É fundamental o combate ao tráfico de pessoas

Enviada em 29/08/2018

Bonecas Lolitta são, não raramente, vendidas na internet. Essas são, na verdade, meninas utilizadas para fins sexuais que foram vítimas do tráfico humano. Nesse sentido, a situação de calamidade em que algumas parcelas populacionais vivem, facilita o rapto através do convencimento e oferta de melhores condições  de vida, assim como o parco conhecimento da população acerca do tráfico humano. É fundamental, portanto, conhecer, entender e sensibilizar-se com o imbróglio para que haja efetivo combate.

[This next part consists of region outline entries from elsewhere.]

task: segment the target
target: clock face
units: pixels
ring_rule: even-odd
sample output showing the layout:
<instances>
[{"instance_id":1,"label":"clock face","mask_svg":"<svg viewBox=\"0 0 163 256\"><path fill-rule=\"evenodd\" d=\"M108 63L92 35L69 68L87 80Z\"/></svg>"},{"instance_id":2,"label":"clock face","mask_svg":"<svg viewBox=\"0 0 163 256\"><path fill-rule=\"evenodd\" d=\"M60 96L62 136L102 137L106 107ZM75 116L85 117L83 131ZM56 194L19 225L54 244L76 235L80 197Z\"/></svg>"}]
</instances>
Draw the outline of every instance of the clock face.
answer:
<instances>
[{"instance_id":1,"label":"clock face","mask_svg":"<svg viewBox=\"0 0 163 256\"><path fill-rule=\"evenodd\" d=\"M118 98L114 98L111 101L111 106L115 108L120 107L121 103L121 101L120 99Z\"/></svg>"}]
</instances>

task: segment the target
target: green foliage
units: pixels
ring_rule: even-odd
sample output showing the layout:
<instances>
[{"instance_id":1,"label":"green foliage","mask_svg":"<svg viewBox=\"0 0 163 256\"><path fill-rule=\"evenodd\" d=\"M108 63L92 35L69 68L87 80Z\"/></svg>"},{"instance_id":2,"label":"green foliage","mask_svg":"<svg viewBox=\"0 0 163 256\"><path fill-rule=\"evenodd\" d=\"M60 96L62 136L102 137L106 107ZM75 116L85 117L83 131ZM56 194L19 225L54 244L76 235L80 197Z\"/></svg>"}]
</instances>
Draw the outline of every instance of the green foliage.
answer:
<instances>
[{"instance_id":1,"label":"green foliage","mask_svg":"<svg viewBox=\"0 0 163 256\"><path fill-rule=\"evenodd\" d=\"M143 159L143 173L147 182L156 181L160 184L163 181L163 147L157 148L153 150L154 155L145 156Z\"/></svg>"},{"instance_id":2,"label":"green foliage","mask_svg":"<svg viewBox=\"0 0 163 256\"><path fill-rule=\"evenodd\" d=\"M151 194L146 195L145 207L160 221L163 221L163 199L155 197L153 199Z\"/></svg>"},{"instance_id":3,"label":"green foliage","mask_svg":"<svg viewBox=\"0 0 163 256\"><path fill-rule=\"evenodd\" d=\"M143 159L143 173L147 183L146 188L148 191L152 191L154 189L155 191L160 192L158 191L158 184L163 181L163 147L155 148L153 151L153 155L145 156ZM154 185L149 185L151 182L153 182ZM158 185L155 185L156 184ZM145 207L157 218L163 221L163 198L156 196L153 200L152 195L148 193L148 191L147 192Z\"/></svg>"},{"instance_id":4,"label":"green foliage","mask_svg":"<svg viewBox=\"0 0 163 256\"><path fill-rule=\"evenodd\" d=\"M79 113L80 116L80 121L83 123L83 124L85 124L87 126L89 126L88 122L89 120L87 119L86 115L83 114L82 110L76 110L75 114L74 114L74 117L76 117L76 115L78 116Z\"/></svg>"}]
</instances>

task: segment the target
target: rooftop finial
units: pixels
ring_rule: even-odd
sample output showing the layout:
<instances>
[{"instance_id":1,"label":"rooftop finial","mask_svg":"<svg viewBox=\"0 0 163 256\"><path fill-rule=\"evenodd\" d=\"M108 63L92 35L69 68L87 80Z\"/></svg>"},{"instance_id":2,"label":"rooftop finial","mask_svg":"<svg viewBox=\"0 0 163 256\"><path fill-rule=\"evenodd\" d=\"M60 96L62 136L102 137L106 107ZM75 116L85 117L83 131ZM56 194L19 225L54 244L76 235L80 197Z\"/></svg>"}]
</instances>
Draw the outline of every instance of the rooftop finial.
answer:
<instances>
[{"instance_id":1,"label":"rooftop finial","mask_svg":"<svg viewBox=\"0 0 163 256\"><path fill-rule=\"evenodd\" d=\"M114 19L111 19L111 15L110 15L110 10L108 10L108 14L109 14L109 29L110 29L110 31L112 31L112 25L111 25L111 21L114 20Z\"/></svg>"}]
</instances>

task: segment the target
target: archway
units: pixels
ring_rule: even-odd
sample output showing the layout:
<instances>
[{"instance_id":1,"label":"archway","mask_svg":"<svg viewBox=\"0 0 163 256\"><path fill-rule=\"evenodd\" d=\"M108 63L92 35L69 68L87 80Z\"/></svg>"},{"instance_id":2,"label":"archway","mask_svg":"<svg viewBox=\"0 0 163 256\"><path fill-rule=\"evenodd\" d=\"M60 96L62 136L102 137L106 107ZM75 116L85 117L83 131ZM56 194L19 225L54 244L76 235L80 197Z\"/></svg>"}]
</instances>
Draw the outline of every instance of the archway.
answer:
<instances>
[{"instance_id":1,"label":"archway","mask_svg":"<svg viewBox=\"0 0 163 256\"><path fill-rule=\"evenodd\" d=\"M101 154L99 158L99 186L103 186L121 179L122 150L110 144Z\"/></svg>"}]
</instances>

Nesse ínterim, o tráfico de pessoas foi amplamente divulgado na novela Salve Jorge, demonstrando que há maior facilidade em convencer pessoas as quais passam por difícil condição financeira que, ao pensar ser a proposta virtual de viagem uma oportunidade de melhorar a qualidade de vida, aceitam-a e acabam por deparar-se com uma realidade diferente da idealizada. Ademais, nos países onde a população sofre com a pobreza, o rapto de crianças para o trabalho escravo, sexual ou venda de órgãos é vasto. Nesse contexto, insere-se as chamadas “Bonecas Lolitta”, meninas de países como a Índia, vendidas nas plataformas da “Deep web”.

Não obstante, a população mundial parece estar alheia à esses acontecimentos que obstruem os direitos humanos básicos. Destarte, há um sentimento comum de distância com a problemática, que faz com que a sociedade pouco discuta ou saiba sobre o tráfico de pessoas. Contudo, é responsabilidade de cada um combater o imbróglio, uma vez que não o fazer é contribuir para a       Banalidade do mal. Nesse contexto, o discurso de Hannah Arendt sobre a Banalidade do mal faz-se importante à medida em que disserta acerca da passividade humana ante as calamidades. Esses, ao apoiar-se no argumento da incapacidade parecem esquecer que a omissão é também um mal.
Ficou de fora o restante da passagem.